Organs on chip
Modeling human physiology, across scales
Our laboratory was a part of the first wave of developing microsized human tissue platforms for modeling human pathophysiology and responses to drugs. These platforms are known as microphysiologcal systems and also as organs-on-chip, for their ability to recapitulate organ-level functions (contractility of the heart, liver metabolism). We took a unique approach of engineering multiple tissue types, all from the same cells (for patient specificity), maturing them to assume adult-like functions and linking them by vascular circulation. By placing endothelial barriers between the tissue compartments and vascular flow, we enable long term maintenance of tissue phenotypes while allowing their communication. This way we form physiological units that we use to model a broad range of conditions - from inflammation and drug toxicity to cancer metastasis.

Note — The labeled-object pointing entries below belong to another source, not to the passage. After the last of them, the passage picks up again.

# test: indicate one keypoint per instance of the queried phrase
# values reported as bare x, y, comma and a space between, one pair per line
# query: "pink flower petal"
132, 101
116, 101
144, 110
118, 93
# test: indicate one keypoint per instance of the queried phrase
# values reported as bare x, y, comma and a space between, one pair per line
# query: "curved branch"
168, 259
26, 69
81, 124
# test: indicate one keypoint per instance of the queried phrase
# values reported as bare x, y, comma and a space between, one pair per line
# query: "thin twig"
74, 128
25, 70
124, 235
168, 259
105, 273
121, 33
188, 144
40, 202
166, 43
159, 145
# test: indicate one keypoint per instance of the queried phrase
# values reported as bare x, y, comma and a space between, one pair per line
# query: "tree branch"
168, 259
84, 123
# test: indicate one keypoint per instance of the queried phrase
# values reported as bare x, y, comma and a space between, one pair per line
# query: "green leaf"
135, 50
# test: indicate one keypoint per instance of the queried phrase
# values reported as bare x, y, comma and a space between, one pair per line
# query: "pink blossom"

Bioengineering of the lung
Cross-circulation technology for lung repair
Some 10 years ago, a group of Columbia transplant surgeons came to us to explore if our tissue engineering technologies could help repair the rejected donor lungs, for the many patients awaiting life-saving transplant. with end stage lung disease. We developed the cross-circulation technology where a ventilated lung is linked to the recipient by blood circulation that maintains homeostasis long enough for lung assessment and rehabilitation from a range of injuries. Clinical translation is now progressing through one of our startup companies, while we are extending the benefits of cross-circulation technology on diagnostics and treatment (“theranostics”) of lung diseases. We are now modeling cystic fibrosis using lungs on cross-circulation, to provide efficient delivery on nanotherapeutics correcting the gene mutation.

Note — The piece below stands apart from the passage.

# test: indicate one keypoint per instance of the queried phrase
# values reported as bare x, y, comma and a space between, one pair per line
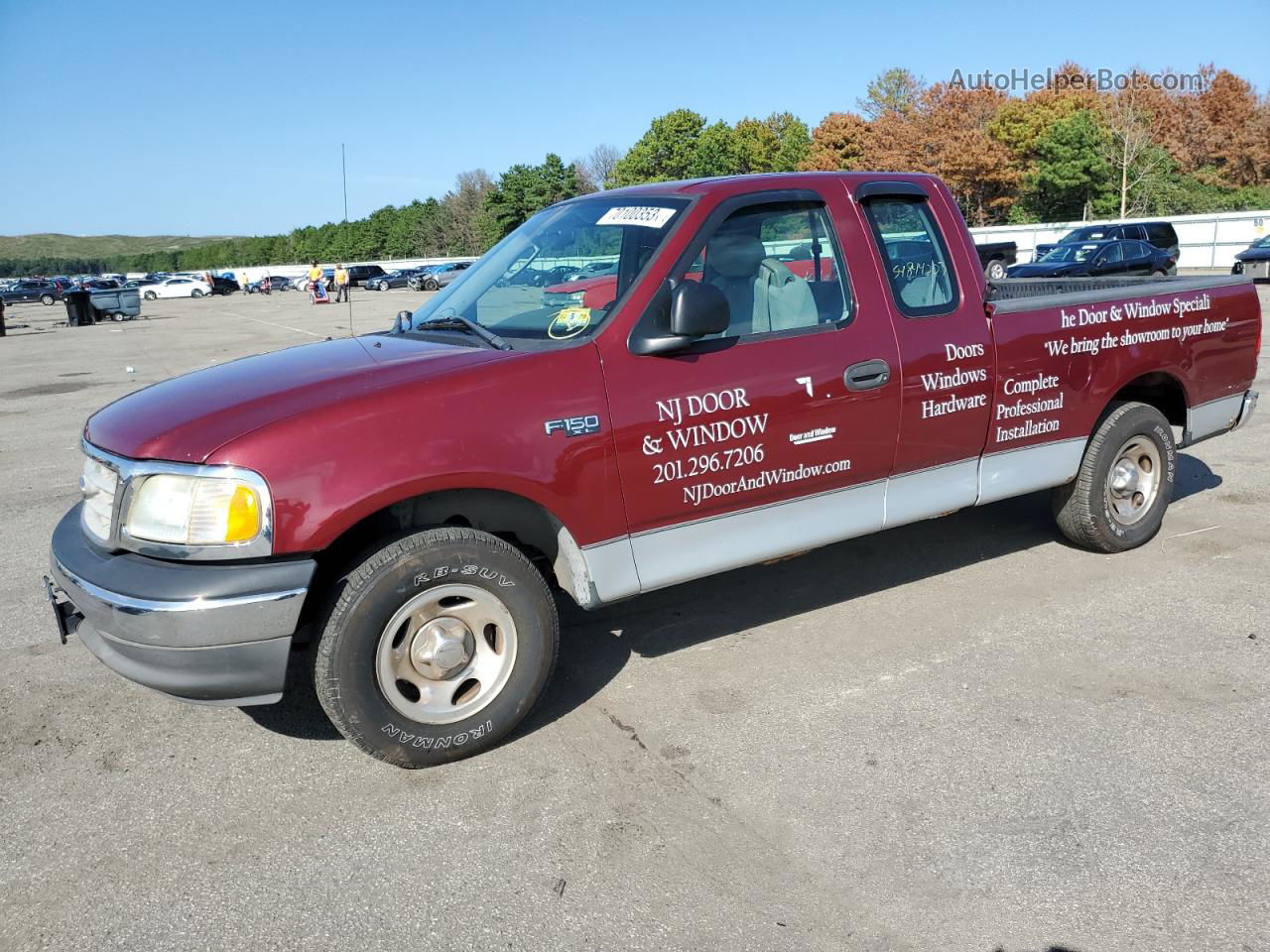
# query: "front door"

Bioengineering of the heart
Human cardiac muscle recapitulates development, injury, disease and regeneration
Much of our work is inspired by clinical needs. Because cardiovascular disease claims more lives than all cancer and accidents combined, we have maintained keen interest, for over 25 years, in making impact in this area. A major breakthrough was our discovery that human cardiac muscle can be bioengineered from blood-derived adult stem cells and matured to express adult like feature. We have investigated the use of these robust cardiac muscles and their secretion products (exosomes) to prevent heart damage due to myocardial infarction. We are modeling the cardiac injury due to ischemia-reperfusion and a range of cardiomyopathies induced by gene mutations, hypoxia, and immune-related factors, using patient-specific cardiac muscle grown in vitro. Our goal is to foster scientific discovery and its translation into benefits for patients.